NHK(日本放送協会)は17日、“受信料制度”をテーマとしたメディア関係者向けの説明会を実施した。会では、受信料の契約条件や割引の対象者など、基本事項を紹介。NHKの公共的価値への共感と理解を改めて伝えると同時に、受信料は“視聴の対価”ではなく組織運営のための“特殊な負担金”であること、4月からスタートしている割増金への考え方、そして訪問だけに頼らない新しい営業活動などを説明した。

受信料は、組織運営のための“特殊な負担金”

まず冒頭では、放送の体制と意義について説明が行なわれた。

日本のテレビ放送はこれまで、受信料を財源とするNHKと、広告料等を財源とする民間放送事業者が切磋琢磨する“二元体制”とすることで、質の高いコンテンツを制作し、放送によってあまねく全国へ届けてきた。

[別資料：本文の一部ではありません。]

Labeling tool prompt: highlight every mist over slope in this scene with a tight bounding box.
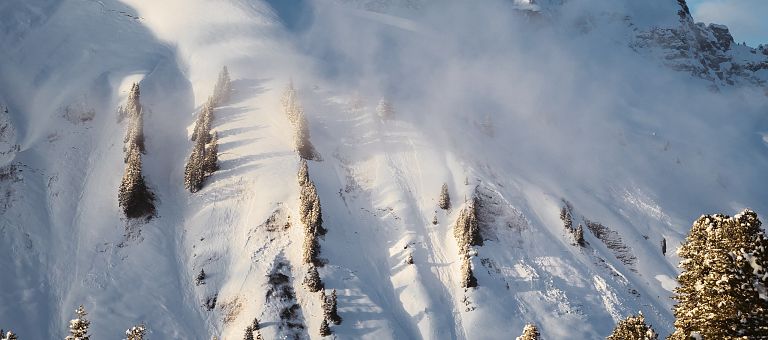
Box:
[0,0,767,338]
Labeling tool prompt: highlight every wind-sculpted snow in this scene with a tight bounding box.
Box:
[0,0,767,339]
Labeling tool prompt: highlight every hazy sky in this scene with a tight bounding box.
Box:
[688,0,767,46]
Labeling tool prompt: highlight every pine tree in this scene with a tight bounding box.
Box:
[438,183,451,210]
[376,99,394,120]
[212,66,232,107]
[203,131,219,175]
[282,81,300,126]
[326,289,341,325]
[460,256,477,288]
[125,324,147,340]
[607,313,657,340]
[2,330,17,340]
[297,159,310,187]
[294,106,319,161]
[184,139,205,193]
[191,101,213,143]
[454,201,482,253]
[243,326,254,340]
[661,237,667,256]
[574,224,585,247]
[123,106,145,155]
[303,265,323,292]
[405,253,414,265]
[670,210,768,339]
[196,268,206,285]
[118,146,155,218]
[298,160,326,265]
[120,83,141,122]
[252,318,264,340]
[319,319,331,337]
[65,305,90,340]
[516,323,540,340]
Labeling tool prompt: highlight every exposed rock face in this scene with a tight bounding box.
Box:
[632,0,768,89]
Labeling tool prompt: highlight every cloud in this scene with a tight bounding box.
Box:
[692,0,768,45]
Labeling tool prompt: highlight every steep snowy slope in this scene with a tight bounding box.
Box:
[0,0,767,339]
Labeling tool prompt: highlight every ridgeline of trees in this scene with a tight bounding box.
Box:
[118,83,155,219]
[454,195,481,288]
[282,82,320,161]
[184,67,230,193]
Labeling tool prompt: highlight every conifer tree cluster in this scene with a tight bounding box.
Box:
[560,200,585,247]
[118,83,155,219]
[438,183,451,210]
[454,199,482,288]
[516,323,540,340]
[607,313,657,340]
[65,305,91,340]
[303,264,323,292]
[321,289,342,325]
[317,288,341,336]
[212,66,232,107]
[184,67,230,193]
[298,160,326,266]
[670,209,768,339]
[282,82,320,161]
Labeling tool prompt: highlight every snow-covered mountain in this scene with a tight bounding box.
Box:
[0,0,767,338]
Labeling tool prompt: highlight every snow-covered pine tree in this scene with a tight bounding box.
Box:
[282,81,299,125]
[203,131,219,175]
[303,265,323,292]
[183,139,205,193]
[123,106,145,155]
[376,98,394,120]
[297,159,309,187]
[298,160,326,265]
[560,202,573,230]
[405,253,414,265]
[319,319,331,337]
[438,183,451,210]
[118,146,155,218]
[302,231,320,265]
[119,82,141,122]
[459,256,477,288]
[212,66,232,107]
[191,101,213,143]
[2,330,17,340]
[574,224,585,247]
[243,326,254,340]
[670,210,768,339]
[293,105,319,161]
[326,289,341,325]
[454,201,482,253]
[125,324,146,340]
[516,323,540,340]
[299,181,326,236]
[65,305,90,340]
[607,313,657,340]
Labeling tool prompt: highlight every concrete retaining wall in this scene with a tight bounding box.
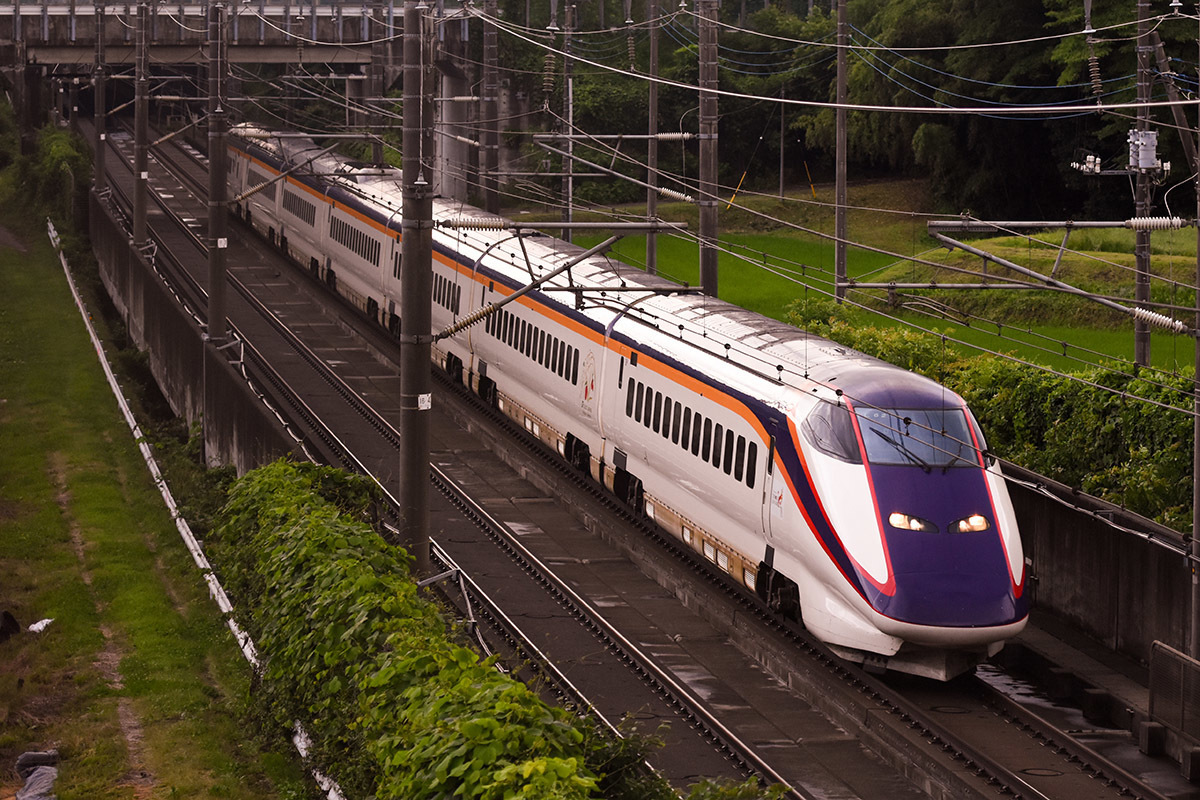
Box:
[1008,469,1190,663]
[89,191,296,474]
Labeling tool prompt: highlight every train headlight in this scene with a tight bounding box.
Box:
[888,512,937,533]
[952,514,991,533]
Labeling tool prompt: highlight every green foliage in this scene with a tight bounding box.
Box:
[17,125,91,226]
[212,460,599,799]
[685,778,788,800]
[0,101,18,169]
[786,300,1195,530]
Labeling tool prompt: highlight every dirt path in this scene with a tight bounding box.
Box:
[49,453,155,799]
[0,225,27,253]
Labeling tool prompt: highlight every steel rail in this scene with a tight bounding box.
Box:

そして、放送法の下、各局が自らルールの策定や番組の編集、審議会等を設けることで自主独立と番組の適正性を確保。国民の“知る権利”に奉仕し、情報の多元性・多様性・地域性への貢献と健全な民主主義の発展に寄与してきた、と放送の意義を話した。

現在のNHKが作られたのは1950年。“全国にあまねく放送を普及させ、豊かで良い番組による放送を行なうこと”などを目的に、放送法に基づいて設立された特殊法人となっている。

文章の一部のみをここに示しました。